Em diversos casos, há indicação arbitrária e injustificada dos aspectos a serem considerados no estudo de determinado processo. A julgar pela prescrição do documento, o Golpe de 1964 deve ser conhecido e compreendido “como resultado das tensões sociais gestadas desde o processo de Redemocratização,por meio do estudo das condições sociais no campo, das propostas de reformulação da educação e dos movimentos culturais urbanos” (CHHI9FOA137). A injustificada prioridade a estes três aspectos em detrimento de inúmeros outros fundamentais (agravamento da crise econômica, politização crescente do movimento operário, participação de empresários e militares na conspiração golpista; interferência do Estados Unidos, etc) determina a impossibilidade de uma compreensão de conjunto que leve em conta a articulação dos fatores políticos, econômicos e sociais que desencadearam o golpe – algo inteiramente factível para a faixa etária do 9º ano (13/14 anos).
Os conflitos sociais são apagados e há uma definição idealizada de sociedade civil que fundamenta a concepção liberal de cidadania que atravessa o documento. Ao propor o estudo da “Abertura política” “como resultado de demandas da sociedade civil organizada” (CHHI9FOA137), o documento ignora e omite a existência de um projeto de “distensão política” gestado no interior da ditadura e colocado em prática desde meados dos anos 1970, que condicionou fortemente os rumos do processo. O componente CHHI9FOA139 apresenta uma conceituação de sociedade civil restrita aos movimentos populares, mencionando explicitamente os movimentos negro, indígena, de mulheres e pela ampliação dos direitos das crianças e adolescentes. Deixa-se de considerar como parte da sociedade civil, portanto, todas as organizações constituídas pela classe dominantes, entidades empresariais e lobyes constituídos pelas grandes empresas, o que apenas reforça o sentido apassivador e idealizado da compreensão proposta.

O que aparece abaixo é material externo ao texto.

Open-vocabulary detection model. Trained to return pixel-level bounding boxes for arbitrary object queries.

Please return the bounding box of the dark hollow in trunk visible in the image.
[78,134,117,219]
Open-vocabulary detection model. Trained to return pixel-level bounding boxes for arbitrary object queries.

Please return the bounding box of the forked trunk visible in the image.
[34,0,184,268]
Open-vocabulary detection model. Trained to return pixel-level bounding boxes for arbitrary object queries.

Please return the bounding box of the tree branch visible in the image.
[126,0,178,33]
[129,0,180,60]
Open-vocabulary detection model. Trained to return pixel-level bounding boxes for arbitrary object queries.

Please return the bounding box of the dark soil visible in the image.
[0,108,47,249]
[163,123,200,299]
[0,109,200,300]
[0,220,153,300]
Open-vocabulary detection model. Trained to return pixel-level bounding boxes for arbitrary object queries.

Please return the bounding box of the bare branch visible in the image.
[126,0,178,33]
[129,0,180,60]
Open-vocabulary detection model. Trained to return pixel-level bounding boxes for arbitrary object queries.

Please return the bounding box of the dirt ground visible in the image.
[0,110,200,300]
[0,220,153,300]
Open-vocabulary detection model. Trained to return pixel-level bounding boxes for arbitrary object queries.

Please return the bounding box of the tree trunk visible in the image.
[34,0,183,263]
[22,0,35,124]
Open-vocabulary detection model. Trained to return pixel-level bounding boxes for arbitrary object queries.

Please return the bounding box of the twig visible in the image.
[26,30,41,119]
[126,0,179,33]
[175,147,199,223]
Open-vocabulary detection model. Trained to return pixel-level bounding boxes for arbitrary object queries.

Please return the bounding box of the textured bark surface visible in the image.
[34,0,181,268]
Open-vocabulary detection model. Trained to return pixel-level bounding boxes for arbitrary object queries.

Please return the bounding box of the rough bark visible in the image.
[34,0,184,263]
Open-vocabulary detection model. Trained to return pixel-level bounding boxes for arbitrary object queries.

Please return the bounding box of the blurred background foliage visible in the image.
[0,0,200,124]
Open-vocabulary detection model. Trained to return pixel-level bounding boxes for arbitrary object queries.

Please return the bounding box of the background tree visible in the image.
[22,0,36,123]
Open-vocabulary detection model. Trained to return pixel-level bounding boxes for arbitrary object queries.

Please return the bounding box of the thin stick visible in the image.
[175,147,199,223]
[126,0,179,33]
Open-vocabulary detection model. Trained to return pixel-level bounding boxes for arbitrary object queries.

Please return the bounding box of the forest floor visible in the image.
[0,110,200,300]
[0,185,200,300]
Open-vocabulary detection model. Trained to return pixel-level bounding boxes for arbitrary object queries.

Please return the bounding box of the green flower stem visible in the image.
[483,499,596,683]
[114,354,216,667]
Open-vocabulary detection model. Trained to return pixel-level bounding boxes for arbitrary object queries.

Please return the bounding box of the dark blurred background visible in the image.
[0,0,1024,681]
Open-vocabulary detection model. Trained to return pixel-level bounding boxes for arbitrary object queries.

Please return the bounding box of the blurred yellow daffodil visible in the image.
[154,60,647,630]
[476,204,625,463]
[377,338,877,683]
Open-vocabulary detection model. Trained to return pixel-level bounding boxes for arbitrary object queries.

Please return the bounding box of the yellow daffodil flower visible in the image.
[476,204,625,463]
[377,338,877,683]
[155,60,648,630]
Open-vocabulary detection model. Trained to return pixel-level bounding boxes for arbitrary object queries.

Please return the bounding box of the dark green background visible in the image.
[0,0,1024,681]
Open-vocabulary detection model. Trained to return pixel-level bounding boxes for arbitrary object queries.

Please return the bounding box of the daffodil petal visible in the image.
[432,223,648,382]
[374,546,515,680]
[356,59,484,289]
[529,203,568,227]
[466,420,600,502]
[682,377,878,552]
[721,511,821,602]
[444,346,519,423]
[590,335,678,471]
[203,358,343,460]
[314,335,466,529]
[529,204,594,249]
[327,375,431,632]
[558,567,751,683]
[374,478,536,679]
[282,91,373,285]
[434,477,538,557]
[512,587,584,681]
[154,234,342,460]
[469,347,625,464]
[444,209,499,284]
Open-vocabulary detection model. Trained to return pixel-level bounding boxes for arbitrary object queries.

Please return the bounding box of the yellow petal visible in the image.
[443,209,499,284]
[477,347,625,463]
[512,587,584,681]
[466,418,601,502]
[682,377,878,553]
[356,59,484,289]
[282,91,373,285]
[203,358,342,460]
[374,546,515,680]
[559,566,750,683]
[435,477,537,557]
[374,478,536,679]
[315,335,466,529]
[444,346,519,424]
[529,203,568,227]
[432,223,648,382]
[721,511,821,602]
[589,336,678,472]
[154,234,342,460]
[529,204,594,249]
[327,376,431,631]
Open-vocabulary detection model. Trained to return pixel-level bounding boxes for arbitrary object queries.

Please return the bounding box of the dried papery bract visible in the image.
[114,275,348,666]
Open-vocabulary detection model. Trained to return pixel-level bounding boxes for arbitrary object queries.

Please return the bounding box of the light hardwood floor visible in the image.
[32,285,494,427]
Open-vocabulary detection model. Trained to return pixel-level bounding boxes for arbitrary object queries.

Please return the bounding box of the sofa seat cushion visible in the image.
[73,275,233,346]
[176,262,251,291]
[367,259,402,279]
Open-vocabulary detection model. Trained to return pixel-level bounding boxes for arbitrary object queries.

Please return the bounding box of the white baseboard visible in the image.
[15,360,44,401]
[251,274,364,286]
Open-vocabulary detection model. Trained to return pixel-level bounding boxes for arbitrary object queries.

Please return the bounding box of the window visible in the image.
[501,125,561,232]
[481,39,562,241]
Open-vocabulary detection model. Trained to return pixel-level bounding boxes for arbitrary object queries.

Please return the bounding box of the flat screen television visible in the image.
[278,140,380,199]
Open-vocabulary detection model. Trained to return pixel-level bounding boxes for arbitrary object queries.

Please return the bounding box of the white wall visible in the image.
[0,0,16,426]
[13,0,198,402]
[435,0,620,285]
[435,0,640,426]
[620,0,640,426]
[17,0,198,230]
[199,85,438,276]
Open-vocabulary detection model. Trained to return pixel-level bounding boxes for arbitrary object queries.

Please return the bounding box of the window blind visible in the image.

O “resto do mundo” só existe para que o Brasil exista…
A abordagem dos diversos processos desenvolvidos nos continentes europeu, africano, asiático e mesmo no restante da América Latina é desorganizada pelo princípio geral que compreende “a História do Brasil como o alicerce a partir do qual tais conhecimentos serão construídos ao longo da educação básica” (p. 242). Os processos fundamentais constituidores do mundo moderno e contemporâneo são estudados não para que se compreenda sua historicidade própria, mas apenas sob o viés dos “nexos” e “vínculos” com a história brasileira. Já os processos relacionados à pré-história, ao mundo antigo e ao medievo, são quase inteiramente esquecidos, pois não oferecem tantas possibilidades de estabelecimento de “nexos” e “vínculos”.
Partir da história nacional para compreender processos relativos a realidades mais distantes é procedimento didático compreensível para as séries do primeiro ciclo (1ª a 5ª série), permitindo a progressiva familiarização das crianças com processos desconhecidos. Torna-se, no entanto contraproducente e redutor a partir da 6ª série e mais ainda no Ensino Médio, implicando na renúncia em compreender outras culturas e processos pelo que foram e são, subordinando sua compreensão à ênfase naquilo que mais se aproximar com a história brasileira.
São inúmeros os exemplos das distorções produzidas. A única referência à história humana anterior à escrita nos 200 componentes (CHHI6FOA069), que poderia ser desbodrada em diversas temáticas e para além da 6ª série, é articulada ao debate claramente menos abrangente “sobre as prováveis rotas do ser humano para a América, tais como via Estreito de Bering, via do Atlântico ou via do Pacífico” (CHHI6FOA070). A História Africana só é estudada a partir do século XVI, como se sua relevância fosse decorrência do tráfico de escravos (CHHI8FOA070). A Revolução Francesa – processo cuja importância para a conformação do mundo contemporâneo é indiscutível – é estudada apenas com o objetivo de identificar “os nexos entre os processos de Independência [na América] e as transformações ocorridas na Europa” (CHHI8FOA111) e para reconhecer “as incorporações do pensamento liberal no Brasil” (CHHI8FOA114). A busca por “nexos” ocorre também quando se propõe “reconhecer nexos entre o processo de reordenamento da mão de obra no Império e as transformações ocorridas na economia internacional, por meio do estudo do fim do comércio atlântico de escravos” (CHHI8FOA116).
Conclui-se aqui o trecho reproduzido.